Shut Up! No not you…the voice in my head. You know the one. The one that tells you you’re not good enough, you’ll never succeed, you can’t do that, you’re too old and that you’re so far off from where you should be in your life. That same voice that just when you think it’s gone yells after you…why even bother….you’ll never make it. AND he probably doesn’t really love you anyway. That voice has a battery life longer than energizer and a playlist longer than The Beatles.
I must admit that, having a propensity for mental self-mutilation, at times I will give into these voices. Having a vivid imagination doesn’t make things any easier. So my mind runs crazy. Runs AND crazy being operative words in this case. It is unbelievable what the human mind is capable of. I have been left for dead at the roadside, developed terrible illnesses, ended up with more broken hearts than I’ve had relationships to break and possibly even turned one honest man into the most untrustworthy of characters.
On the other hand…I have also, won an academy award. Both for acting and writing. And thanks to Katheryn Bigelow, I’ve also just been nominated for best director. I also end up in the most perfect marriage that no reality could ever compete with while running my own business and raising 2 beautiful children (the weight came off rather quickly after both) and maybe I even complete a marathon.
Why I end up in my first set of circumstances more often than the second set is puzzling because it is a choice, albeit an unconscious choice but still. It’s my unconscious and it’s trying to get me to believe things that if it succeeded in doing, it would then proceed to tell me it also has a bridge it’d like to sell me.
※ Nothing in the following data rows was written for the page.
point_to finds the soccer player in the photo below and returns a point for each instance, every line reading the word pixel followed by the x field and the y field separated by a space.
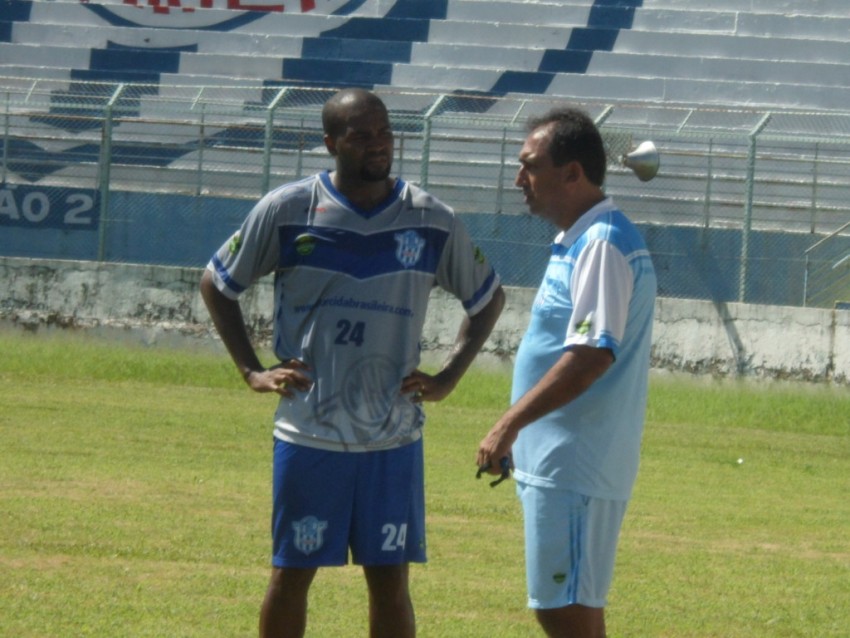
pixel 355 253
pixel 580 379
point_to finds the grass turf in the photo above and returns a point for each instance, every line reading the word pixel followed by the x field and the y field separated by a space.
pixel 134 496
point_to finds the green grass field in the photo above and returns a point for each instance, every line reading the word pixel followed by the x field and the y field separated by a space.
pixel 134 501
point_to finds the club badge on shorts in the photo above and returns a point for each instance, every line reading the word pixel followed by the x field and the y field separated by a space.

So I am going to do an experiment. While catching the tail end of a PBS special with Dr. Wayne Dyer I wrote down the excuses we all make for not achieving what we want to achieve and the positive affirmations we should be making in their place. I am going to read these affirmations every morning when I wake up and every evening before going to bed and hopefully it will cause me to live in my second set of fantasies and in turn bring those fantasies to some reality…freality.
Maybe this is what my freality will look like: I end up in a loving and trusting relationship with a man I feel is in love with me and I with him more often than I feel like punching him in the face, have a child and take off at least most of the weight, continue writing and find that I am able to make ends meet and piece together a career that is creative and financially fulfilling and I am able to run 6 miles a day again the way I used to do…I could live with freality.
As far as not letting my ill-intentioned creative imagination take control, I’ve got my work cut out for me. It’s not in my nature; an excuse to which Wayne Dyer would answer “My essential nature is perfect and faultless, it is to this nature I return.” I’m not sure if that is actually an affirmation or a fantasy. But…I wouldn’t trade in the circuitous and obsessive musings of my mind for the comfort of complacency….well maybe I would. I’ve got to think about that some more.